Their tumultuous relationship ended 3 years later. In that time, she helped write the song “SISTER MORPHINE” and gave Jagger the book from Beaudelaire, witch that inspired “Sympathy For The Devil” in 1967..
– In a 1992, Keith Richards said: “suddenly, ‘Oh, we’re songwriters,’ with the most totally anti-Stones sort of song you could think of at the time, while we’re trying to make a good version of ‘Still A Fool’ from Muddy Watters, When you start writing, it doesn’t matter where the first one comes from. You’ve got to start somewhere, right?
…So Andrew locked Mick and myself into a kitchen in this horrible little apartment we had in E.Groove, and said, ‘You ain’t comin’ out,’ and there was no way out. We were in the kitchen with some food and a couple of guitars, but we couldn’t get to the John, so we had to come out with a song. In his own little way, that’s where Andrew made his great contribution to the Stones. That was such a flatulent idea, a fart of an idea, that suddenly you’re gonna lock two guys in a room, and they’re going to become songwriters. Forget about it. And it worked. In that little kitchen Mick and I got hung up about writing songs, and it still took us another six months before we had another hit with Gene Pitney, ‘That Girl Belongs To Yesterday.’ We were writing these terrible Pop songs that were becoming Top-10 hits. I thought, ‘What are we doing here playing the fucking blues, and writing these horrible Pop/ballad songs and getting very successful?’ They had nothing to do with us, except we wrote ’em. And it took us a while to come up with ‘The Last Time.’ That was the first one we came up with where Mick and I said, ‘This is one we can lay on the guys.’ At the time we were already borrowing songs from the Beatles – ‘I Wanna Be Your Man’ – because we were really hard up for singles. So they gave us a hand. In retrospect, during the ’60s the Stones and the Beatles were almost the same band, because we were the only ones in that position.” (thanks, Bertrand – Paris, France)
The original title was “As Time Goes By.” It was changed to avoid confusion with the song from Casablanca.
Mick Jagger (1995): “I wrote the lyrics, and Keith wrote the melody. It’s a very melancholy song for a 21-year-old to write: The evening of the day, watching children play – it’s very dumb and naive, but it’s got a very sad sort of thing about it, almost like an older person might write. You know, it’s like a metaphor for being old: You’re watching children playing and realizing you’re not a child. It’s a relatively mature song considering the rest of the output at the time. And we didn’t think of doing it, because the Rolling Stones were a butch Blues group. But Marianne Faithfull’s version was already a big, proven hit song… It was one of the first things I ever wrote.”

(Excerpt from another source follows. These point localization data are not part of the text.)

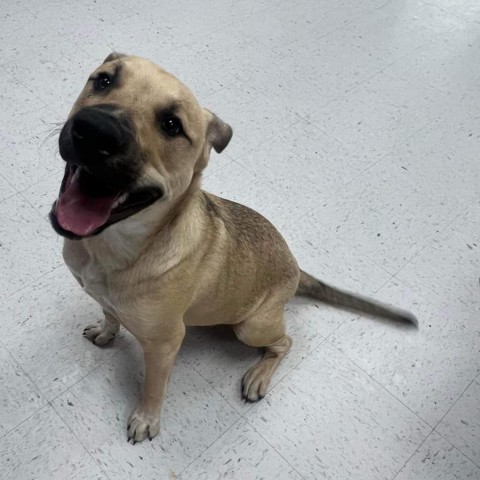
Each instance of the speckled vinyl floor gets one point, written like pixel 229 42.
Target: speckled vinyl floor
pixel 357 133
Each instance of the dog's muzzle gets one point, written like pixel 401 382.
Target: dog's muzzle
pixel 100 185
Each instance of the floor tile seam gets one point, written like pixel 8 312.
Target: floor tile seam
pixel 92 370
pixel 200 455
pixel 79 441
pixel 251 424
pixel 43 398
pixel 476 463
pixel 389 393
pixel 458 449
pixel 413 454
pixel 455 402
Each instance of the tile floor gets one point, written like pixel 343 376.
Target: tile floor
pixel 357 132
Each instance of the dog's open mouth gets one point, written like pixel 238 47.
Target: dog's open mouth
pixel 82 210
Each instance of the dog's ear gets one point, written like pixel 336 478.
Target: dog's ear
pixel 219 133
pixel 114 56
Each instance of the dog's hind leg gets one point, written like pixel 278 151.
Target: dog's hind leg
pixel 103 332
pixel 266 329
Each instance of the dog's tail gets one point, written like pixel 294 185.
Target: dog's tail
pixel 309 286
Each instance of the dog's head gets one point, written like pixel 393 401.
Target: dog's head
pixel 136 135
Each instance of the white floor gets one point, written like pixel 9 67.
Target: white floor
pixel 357 133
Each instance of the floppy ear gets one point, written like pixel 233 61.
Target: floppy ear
pixel 219 133
pixel 114 56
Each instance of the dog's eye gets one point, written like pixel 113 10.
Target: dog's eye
pixel 172 126
pixel 102 81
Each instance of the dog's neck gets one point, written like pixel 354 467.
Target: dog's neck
pixel 122 244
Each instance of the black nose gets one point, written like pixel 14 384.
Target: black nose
pixel 96 133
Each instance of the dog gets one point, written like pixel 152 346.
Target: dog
pixel 156 251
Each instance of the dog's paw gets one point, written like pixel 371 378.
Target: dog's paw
pixel 142 425
pixel 98 334
pixel 255 382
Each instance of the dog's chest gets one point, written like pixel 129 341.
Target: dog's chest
pixel 92 275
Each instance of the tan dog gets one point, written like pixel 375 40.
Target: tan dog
pixel 157 252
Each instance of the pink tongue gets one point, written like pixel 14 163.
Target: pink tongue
pixel 82 214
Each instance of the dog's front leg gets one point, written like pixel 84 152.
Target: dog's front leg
pixel 159 357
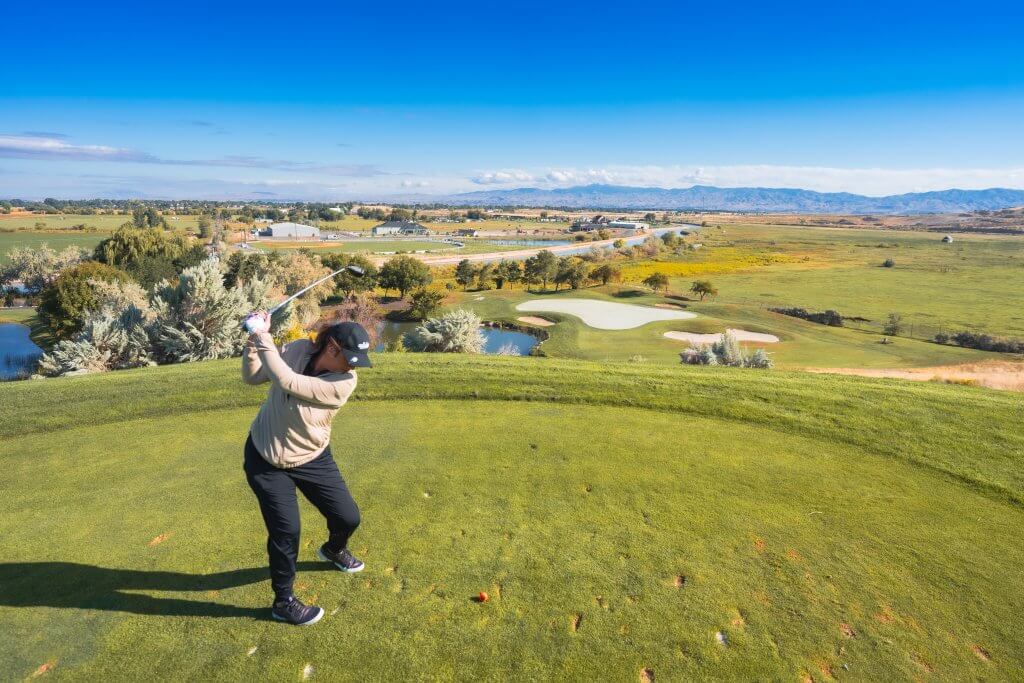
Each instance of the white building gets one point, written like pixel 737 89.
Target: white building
pixel 399 227
pixel 291 230
pixel 629 224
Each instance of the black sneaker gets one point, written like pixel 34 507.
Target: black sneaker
pixel 293 611
pixel 343 560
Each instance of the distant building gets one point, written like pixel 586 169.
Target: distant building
pixel 399 227
pixel 629 224
pixel 291 230
pixel 584 225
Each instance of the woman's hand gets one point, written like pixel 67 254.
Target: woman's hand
pixel 257 323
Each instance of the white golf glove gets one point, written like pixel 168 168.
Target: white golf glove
pixel 257 323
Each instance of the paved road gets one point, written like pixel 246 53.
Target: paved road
pixel 522 254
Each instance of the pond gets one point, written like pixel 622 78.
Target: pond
pixel 18 354
pixel 494 339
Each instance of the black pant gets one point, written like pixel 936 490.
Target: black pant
pixel 321 482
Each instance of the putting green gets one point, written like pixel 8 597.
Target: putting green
pixel 611 539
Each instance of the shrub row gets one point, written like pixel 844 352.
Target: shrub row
pixel 981 341
pixel 829 317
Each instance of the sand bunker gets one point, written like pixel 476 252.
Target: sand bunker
pixel 534 319
pixel 740 335
pixel 604 314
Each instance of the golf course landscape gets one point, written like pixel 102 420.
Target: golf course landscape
pixel 727 524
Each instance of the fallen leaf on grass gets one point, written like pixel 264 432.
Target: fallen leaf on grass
pixel 160 539
pixel 44 668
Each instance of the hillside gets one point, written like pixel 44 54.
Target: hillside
pixel 695 523
pixel 770 200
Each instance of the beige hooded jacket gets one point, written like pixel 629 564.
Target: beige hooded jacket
pixel 293 425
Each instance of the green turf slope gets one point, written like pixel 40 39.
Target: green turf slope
pixel 701 523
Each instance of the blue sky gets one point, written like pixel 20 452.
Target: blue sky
pixel 318 101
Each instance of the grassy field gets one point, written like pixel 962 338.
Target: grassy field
pixel 802 344
pixel 102 222
pixel 377 246
pixel 24 314
pixel 57 241
pixel 725 525
pixel 966 285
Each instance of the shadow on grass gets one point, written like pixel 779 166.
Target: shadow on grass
pixel 68 585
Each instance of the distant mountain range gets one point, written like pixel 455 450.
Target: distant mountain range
pixel 770 200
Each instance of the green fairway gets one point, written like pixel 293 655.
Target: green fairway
pixel 702 525
pixel 802 344
pixel 55 240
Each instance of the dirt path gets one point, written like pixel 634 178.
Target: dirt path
pixel 1005 375
pixel 515 254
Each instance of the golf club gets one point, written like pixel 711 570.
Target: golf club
pixel 356 270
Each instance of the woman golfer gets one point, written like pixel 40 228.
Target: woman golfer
pixel 289 446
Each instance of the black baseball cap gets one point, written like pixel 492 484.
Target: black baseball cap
pixel 353 340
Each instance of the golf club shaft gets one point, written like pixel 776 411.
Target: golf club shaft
pixel 306 289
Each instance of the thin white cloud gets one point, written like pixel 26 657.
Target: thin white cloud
pixel 505 176
pixel 37 146
pixel 872 181
pixel 47 147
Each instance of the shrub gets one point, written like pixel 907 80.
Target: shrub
pixel 656 281
pixel 829 317
pixel 455 332
pixel 424 303
pixel 128 246
pixel 984 342
pixel 38 267
pixel 361 307
pixel 704 288
pixel 110 340
pixel 199 318
pixel 759 359
pixel 893 325
pixel 403 273
pixel 67 300
pixel 725 351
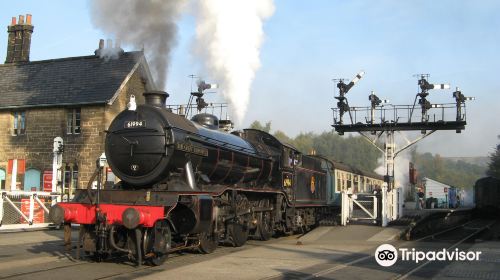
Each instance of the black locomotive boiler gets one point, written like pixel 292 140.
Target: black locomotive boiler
pixel 187 185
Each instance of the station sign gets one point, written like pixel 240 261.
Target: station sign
pixel 47 181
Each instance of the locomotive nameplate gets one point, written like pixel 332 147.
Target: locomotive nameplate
pixel 189 148
pixel 135 124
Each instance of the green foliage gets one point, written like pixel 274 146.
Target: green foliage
pixel 494 166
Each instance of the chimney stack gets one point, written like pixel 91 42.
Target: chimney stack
pixel 19 41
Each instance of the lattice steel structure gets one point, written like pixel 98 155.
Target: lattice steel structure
pixel 382 119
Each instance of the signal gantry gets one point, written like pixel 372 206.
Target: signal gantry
pixel 383 118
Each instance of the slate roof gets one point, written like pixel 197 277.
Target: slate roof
pixel 65 81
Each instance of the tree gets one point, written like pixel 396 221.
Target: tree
pixel 494 166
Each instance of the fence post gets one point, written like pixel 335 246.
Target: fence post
pixel 384 205
pixel 345 209
pixel 32 209
pixel 1 206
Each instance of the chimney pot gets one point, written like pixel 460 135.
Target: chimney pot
pixel 19 40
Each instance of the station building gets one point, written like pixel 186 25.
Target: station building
pixel 73 97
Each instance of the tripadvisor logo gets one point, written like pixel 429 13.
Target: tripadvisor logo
pixel 387 255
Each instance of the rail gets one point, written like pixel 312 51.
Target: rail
pixel 21 210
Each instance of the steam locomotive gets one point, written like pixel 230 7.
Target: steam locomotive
pixel 187 185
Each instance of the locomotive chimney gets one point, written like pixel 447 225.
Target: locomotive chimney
pixel 156 98
pixel 19 41
pixel 99 50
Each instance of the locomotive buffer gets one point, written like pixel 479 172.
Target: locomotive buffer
pixel 382 118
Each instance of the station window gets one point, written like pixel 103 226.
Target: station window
pixel 70 179
pixel 2 179
pixel 19 123
pixel 73 121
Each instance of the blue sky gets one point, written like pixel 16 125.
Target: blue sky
pixel 308 43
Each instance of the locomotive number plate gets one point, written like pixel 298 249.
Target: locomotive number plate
pixel 192 149
pixel 135 124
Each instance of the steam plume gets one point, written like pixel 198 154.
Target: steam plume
pixel 228 38
pixel 146 23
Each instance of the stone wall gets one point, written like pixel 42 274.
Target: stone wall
pixel 44 124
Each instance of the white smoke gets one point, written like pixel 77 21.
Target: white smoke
pixel 401 170
pixel 229 35
pixel 148 24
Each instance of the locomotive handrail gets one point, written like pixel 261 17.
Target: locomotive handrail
pixel 123 130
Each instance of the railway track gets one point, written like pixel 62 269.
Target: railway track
pixel 122 266
pixel 449 239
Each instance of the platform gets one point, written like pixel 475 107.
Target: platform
pixel 324 253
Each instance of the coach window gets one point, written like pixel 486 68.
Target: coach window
pixel 2 179
pixel 19 123
pixel 73 121
pixel 339 181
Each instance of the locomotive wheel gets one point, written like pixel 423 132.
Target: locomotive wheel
pixel 208 241
pixel 157 242
pixel 238 228
pixel 265 221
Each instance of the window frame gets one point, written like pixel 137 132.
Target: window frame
pixel 74 121
pixel 18 123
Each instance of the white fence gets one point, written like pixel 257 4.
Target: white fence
pixel 24 210
pixel 365 207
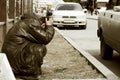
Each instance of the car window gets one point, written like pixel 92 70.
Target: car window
pixel 68 7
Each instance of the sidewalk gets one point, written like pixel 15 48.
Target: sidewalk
pixel 89 16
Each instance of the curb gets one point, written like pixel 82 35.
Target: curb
pixel 109 75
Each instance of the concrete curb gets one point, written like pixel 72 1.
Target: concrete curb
pixel 109 75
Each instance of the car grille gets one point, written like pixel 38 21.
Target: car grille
pixel 69 17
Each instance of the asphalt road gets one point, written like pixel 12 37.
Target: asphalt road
pixel 87 39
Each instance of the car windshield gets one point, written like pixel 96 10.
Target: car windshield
pixel 68 7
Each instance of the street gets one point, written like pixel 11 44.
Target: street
pixel 87 39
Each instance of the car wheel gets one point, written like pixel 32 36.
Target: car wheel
pixel 55 25
pixel 106 50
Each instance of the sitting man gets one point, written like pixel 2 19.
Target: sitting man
pixel 25 44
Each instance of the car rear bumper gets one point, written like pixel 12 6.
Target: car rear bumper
pixel 62 23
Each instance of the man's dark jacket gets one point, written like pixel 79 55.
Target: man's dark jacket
pixel 25 45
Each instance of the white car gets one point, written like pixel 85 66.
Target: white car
pixel 69 14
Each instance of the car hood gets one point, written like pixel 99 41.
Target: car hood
pixel 70 13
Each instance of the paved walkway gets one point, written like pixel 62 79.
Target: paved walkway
pixel 89 16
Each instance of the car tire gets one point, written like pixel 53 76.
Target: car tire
pixel 106 50
pixel 55 25
pixel 82 27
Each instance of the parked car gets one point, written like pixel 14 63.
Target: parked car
pixel 109 32
pixel 69 14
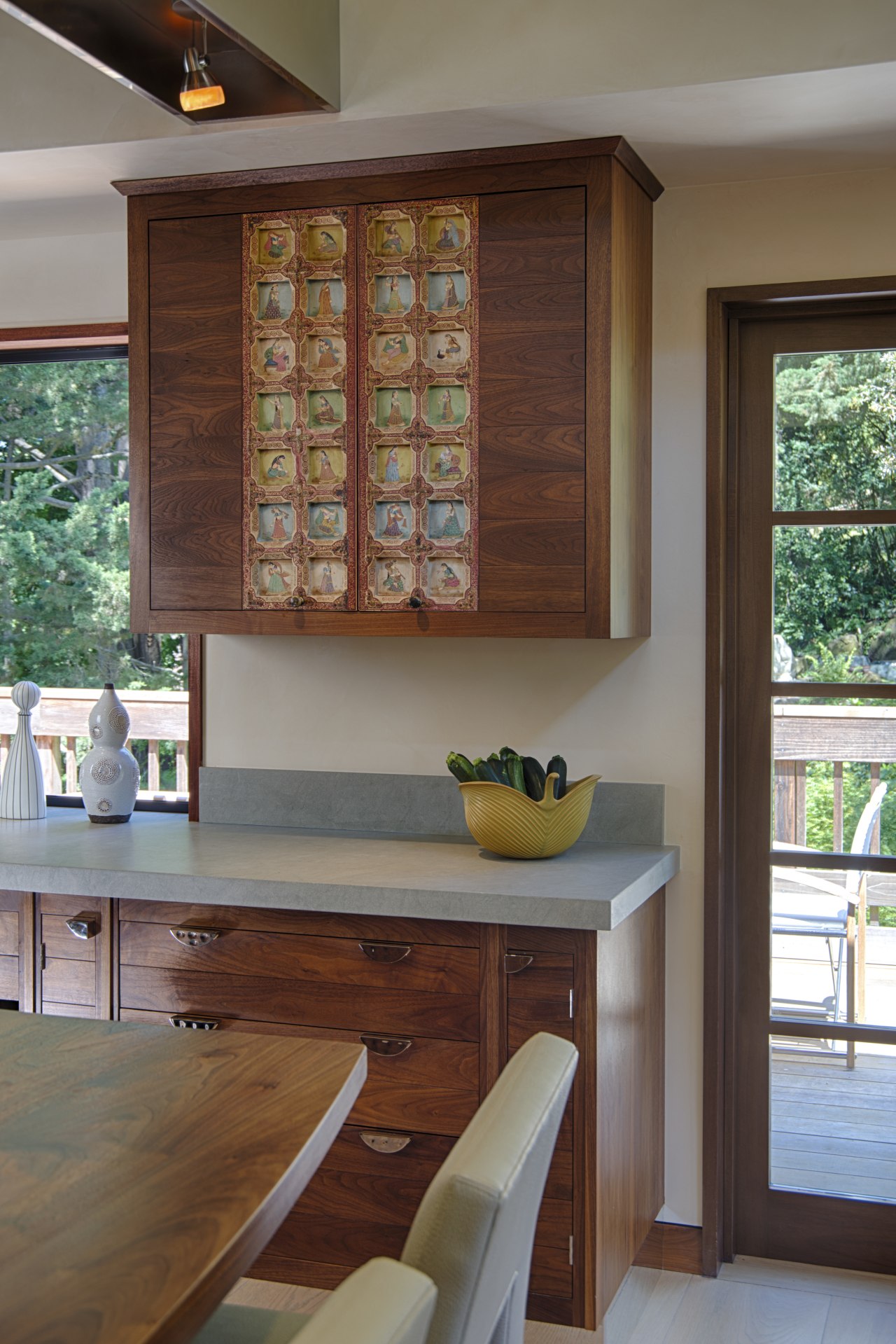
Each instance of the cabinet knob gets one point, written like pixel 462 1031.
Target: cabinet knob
pixel 83 927
pixel 386 1045
pixel 387 953
pixel 194 937
pixel 386 1143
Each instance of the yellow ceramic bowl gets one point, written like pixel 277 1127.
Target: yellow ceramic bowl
pixel 508 823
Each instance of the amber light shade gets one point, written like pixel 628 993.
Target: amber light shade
pixel 199 89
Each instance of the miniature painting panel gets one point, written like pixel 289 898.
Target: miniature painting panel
pixel 324 242
pixel 393 237
pixel 448 348
pixel 394 351
pixel 447 405
pixel 394 579
pixel 276 525
pixel 328 577
pixel 394 408
pixel 324 355
pixel 447 463
pixel 274 412
pixel 448 579
pixel 447 291
pixel 394 464
pixel 393 293
pixel 326 409
pixel 326 522
pixel 274 356
pixel 276 466
pixel 274 245
pixel 327 465
pixel 447 233
pixel 274 579
pixel 447 520
pixel 326 298
pixel 274 300
pixel 394 522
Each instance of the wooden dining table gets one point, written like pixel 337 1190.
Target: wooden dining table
pixel 143 1170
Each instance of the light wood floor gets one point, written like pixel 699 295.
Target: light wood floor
pixel 752 1301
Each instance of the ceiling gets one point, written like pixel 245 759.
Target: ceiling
pixel 706 90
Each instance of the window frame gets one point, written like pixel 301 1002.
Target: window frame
pixel 30 342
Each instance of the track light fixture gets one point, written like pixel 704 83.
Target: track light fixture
pixel 199 88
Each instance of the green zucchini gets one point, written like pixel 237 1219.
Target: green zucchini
pixel 535 779
pixel 514 770
pixel 556 765
pixel 460 766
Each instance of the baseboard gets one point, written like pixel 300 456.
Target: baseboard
pixel 672 1246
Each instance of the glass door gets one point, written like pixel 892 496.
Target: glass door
pixel 814 1077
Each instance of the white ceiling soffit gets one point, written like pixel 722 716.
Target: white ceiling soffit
pixel 828 121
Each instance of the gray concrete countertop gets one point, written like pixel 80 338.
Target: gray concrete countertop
pixel 164 858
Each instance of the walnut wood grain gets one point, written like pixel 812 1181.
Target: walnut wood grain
pixel 320 924
pixel 198 1148
pixel 304 957
pixel 352 1007
pixel 195 550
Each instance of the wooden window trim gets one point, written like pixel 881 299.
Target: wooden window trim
pixel 115 333
pixel 726 310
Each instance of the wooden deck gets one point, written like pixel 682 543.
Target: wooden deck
pixel 833 1129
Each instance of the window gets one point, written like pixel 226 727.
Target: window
pixel 65 566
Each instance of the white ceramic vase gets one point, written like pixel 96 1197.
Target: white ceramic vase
pixel 109 775
pixel 22 796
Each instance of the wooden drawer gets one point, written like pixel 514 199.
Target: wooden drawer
pixel 360 1203
pixel 69 981
pixel 358 1009
pixel 10 978
pixel 307 957
pixel 431 1085
pixel 445 931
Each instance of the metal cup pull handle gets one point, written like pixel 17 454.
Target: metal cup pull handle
pixel 83 927
pixel 386 1143
pixel 194 937
pixel 386 953
pixel 388 1046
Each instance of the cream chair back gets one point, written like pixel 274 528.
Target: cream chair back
pixel 475 1228
pixel 382 1303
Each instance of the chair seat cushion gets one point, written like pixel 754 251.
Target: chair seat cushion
pixel 234 1324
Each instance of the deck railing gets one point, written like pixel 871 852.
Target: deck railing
pixel 62 718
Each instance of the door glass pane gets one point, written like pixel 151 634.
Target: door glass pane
pixel 834 604
pixel 836 431
pixel 830 1125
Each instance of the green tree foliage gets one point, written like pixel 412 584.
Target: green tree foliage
pixel 64 532
pixel 836 449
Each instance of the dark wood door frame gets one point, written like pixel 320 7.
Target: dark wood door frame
pixel 77 336
pixel 726 310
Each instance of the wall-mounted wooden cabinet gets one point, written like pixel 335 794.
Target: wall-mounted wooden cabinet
pixel 403 397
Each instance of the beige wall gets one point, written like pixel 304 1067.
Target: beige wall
pixel 629 712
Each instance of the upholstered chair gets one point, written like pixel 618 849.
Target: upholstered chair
pixel 475 1228
pixel 382 1303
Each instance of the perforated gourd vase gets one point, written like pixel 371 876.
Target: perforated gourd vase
pixel 516 827
pixel 109 776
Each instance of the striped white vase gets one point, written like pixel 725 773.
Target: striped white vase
pixel 22 797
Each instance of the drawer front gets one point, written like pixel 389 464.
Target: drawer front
pixel 390 929
pixel 430 1085
pixel 69 981
pixel 358 1009
pixel 311 959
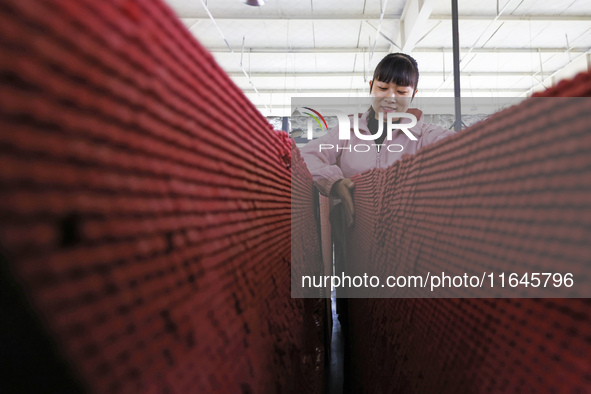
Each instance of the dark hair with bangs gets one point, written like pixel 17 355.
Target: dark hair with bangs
pixel 400 68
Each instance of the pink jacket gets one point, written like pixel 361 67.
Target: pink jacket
pixel 328 166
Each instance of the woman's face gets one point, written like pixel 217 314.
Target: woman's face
pixel 390 97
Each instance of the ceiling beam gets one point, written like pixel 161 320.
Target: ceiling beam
pixel 415 50
pixel 376 17
pixel 513 18
pixel 308 17
pixel 413 23
pixel 360 74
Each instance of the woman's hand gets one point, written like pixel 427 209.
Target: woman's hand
pixel 343 189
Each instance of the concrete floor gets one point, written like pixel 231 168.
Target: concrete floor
pixel 337 353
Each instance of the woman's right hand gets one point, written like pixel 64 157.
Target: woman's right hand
pixel 343 189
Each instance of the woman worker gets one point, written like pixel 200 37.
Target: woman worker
pixel 393 86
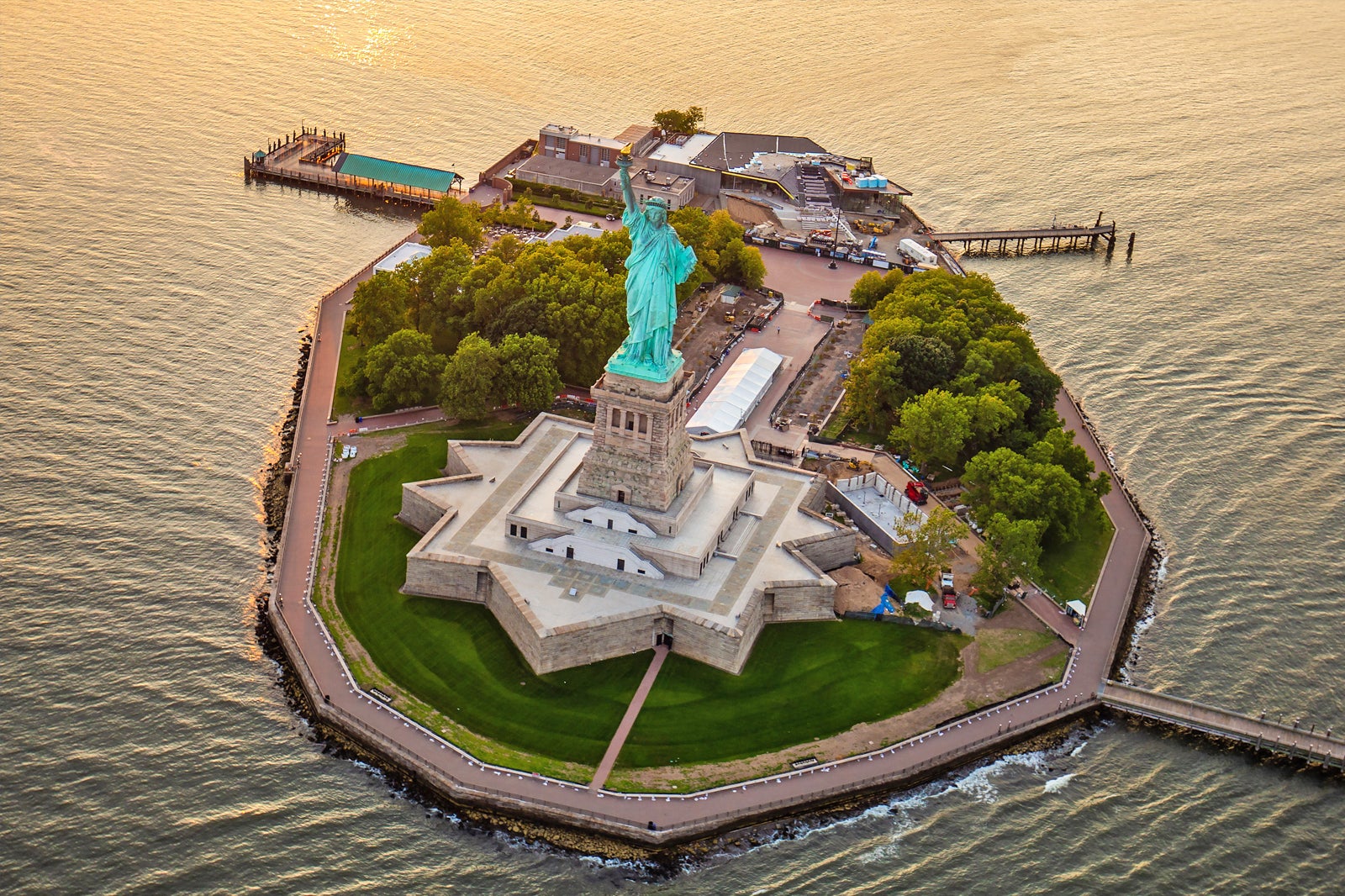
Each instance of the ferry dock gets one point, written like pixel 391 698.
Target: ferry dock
pixel 1017 242
pixel 320 161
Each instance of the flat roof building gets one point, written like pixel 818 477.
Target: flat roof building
pixel 674 188
pixel 401 255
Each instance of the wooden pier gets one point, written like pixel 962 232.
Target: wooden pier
pixel 1295 741
pixel 1017 242
pixel 320 161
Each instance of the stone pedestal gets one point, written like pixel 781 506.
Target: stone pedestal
pixel 641 455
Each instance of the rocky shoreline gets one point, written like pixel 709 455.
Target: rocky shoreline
pixel 651 864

– When Mick and Keith wrote this, The Stones were still playing mostly Blues covers at their shows. This did not fit their raucous image, but it established The Stones as a band that could pull off the occasional ballad.
– Jagger sang and Keith Richards played acoustic guitar over a string arrangement, and no other Stones members performed on that song…and the Glimmer Twins are born!
– The strings were arranged by Mike Leander, who did The Beatles “She’s Leaving Home.”
– This was released as a single in the US because ballads were popular there at the time. The release in England was delayed 6 months because they did not want to compete with “Yesterday” by The Beatles, when they finally did release it there, it was as the B-side of “19th Nervous Breakdown.”
– Mick says in 2001: – “I sang about children then. I wrote that song when I was 20. It was reflective – though they weren’t my children at that point.”
– This was one of 3 songs The Stones performed on their 1966 Ed Sullivan Show appearance, which was the first time The Stones appeared in color on a US broadcast.
– ANd In 2006, in Milan, the Rolling Stones played this live as “Con Le Mie Lacrime.”